Il les a mis en cale
en décalage
sur la toile
les a engeôlés.
Les oiseaux réussissent à glisser quelques plumes multicolores à
travers les barreaux,
ils implorent, ils forcent.
C’est un carré de quatre centimètres sur quatre, dans la grande toile peinte en
couleur aurore.
Mais on ne voit que ce devant de cage, aux reflets coruscants.
*
A bit of emery paper, left rough and cracking.
The painter
has placed inside,
caged,
some birds.
He has put them in the hold
out of step
on the canvas
jailed them.
The birds manage to slip a few multicolored feathers
between the bars,
they beseech, they break out.
It’s a four centimeter square, within the large canvas painted in
rosy gold.
But you see only the front of this cage, and its coruscating sheen.
Marie-Claire Bancquart (b. 1932) is a prolific and prize-winning French poet, novelist, essayist, and critic, as well as a Professor Emeritus of French literature at the Sorbonne (Université de Paris-IV). Her most recent book of poems, Explorer l’incertain, was published by Amourier in 2010.

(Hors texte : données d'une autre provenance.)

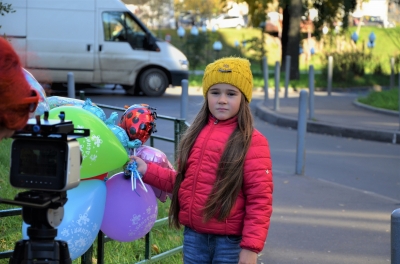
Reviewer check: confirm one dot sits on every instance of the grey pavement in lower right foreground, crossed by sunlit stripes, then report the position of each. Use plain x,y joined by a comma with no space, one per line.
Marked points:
319,222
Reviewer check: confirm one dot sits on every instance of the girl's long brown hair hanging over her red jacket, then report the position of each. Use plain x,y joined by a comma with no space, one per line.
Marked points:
230,168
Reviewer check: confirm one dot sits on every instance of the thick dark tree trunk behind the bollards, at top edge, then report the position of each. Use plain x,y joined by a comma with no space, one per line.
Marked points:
291,37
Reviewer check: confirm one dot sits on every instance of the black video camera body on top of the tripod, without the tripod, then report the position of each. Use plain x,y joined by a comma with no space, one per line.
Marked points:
45,155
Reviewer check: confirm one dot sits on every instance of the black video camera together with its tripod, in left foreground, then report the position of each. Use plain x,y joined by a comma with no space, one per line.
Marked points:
46,160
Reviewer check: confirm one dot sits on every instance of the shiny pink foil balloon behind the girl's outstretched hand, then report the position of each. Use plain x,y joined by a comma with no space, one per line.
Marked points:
150,154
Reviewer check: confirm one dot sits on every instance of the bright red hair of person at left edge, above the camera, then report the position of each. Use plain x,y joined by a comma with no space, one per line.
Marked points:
17,98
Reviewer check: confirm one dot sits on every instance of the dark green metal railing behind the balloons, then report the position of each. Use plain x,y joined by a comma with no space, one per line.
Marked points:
180,125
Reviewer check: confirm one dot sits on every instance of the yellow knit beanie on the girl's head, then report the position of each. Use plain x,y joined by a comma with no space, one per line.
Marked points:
231,70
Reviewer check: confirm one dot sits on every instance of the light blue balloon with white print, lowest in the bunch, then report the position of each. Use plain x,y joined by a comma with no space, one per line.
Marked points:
83,214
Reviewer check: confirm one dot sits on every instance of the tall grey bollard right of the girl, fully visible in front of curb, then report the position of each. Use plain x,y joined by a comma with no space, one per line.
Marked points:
301,133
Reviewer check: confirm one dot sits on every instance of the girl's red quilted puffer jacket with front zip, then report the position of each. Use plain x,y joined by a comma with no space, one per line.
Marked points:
250,216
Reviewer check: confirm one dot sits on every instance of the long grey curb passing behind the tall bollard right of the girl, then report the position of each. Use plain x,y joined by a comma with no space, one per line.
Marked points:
274,118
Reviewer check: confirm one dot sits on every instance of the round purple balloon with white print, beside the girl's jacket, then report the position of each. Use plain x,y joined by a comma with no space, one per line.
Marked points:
128,214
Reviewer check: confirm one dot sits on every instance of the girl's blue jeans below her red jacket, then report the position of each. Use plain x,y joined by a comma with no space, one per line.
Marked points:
205,248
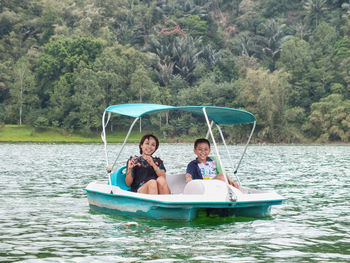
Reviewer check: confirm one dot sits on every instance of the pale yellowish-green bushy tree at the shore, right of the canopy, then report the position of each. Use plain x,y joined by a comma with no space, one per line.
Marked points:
266,95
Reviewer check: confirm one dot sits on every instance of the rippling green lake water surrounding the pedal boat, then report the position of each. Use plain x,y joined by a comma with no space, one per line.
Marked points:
45,217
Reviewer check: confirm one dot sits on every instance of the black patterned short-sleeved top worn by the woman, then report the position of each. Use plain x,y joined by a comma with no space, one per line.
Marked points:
143,172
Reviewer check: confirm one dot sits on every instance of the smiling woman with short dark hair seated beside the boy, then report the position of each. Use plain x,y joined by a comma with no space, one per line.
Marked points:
146,174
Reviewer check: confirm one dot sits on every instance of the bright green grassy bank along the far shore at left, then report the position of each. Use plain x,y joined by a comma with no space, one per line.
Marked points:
25,133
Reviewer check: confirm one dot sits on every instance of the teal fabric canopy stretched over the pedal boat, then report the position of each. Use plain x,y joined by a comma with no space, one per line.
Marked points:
220,115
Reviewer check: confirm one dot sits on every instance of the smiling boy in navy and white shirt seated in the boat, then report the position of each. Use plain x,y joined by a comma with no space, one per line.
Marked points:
203,167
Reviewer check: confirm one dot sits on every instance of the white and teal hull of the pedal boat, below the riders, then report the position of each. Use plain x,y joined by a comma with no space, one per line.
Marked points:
212,196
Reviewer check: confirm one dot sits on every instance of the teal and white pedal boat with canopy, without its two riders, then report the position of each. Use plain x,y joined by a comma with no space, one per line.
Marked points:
215,197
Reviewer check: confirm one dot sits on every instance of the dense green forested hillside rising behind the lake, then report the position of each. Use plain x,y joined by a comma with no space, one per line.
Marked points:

Wendeline A. Hardenberg received a dual Masters degree in Comparative Literature and Library Science as well as a Certificate of Literary Translation from Indiana University Bloomington. She is currently pursuing a dual career as a librarian and a translator. Some of her translations of Marie-Claire Bancquart’s poetry have previously appeared in Ezra: An Online Journal of Literary Translation [PDF] and Ozone Park Journal, and are forthcoming in The Dirty Goat.
A beautiful poem and translation, thank you for bringing it to my attention here.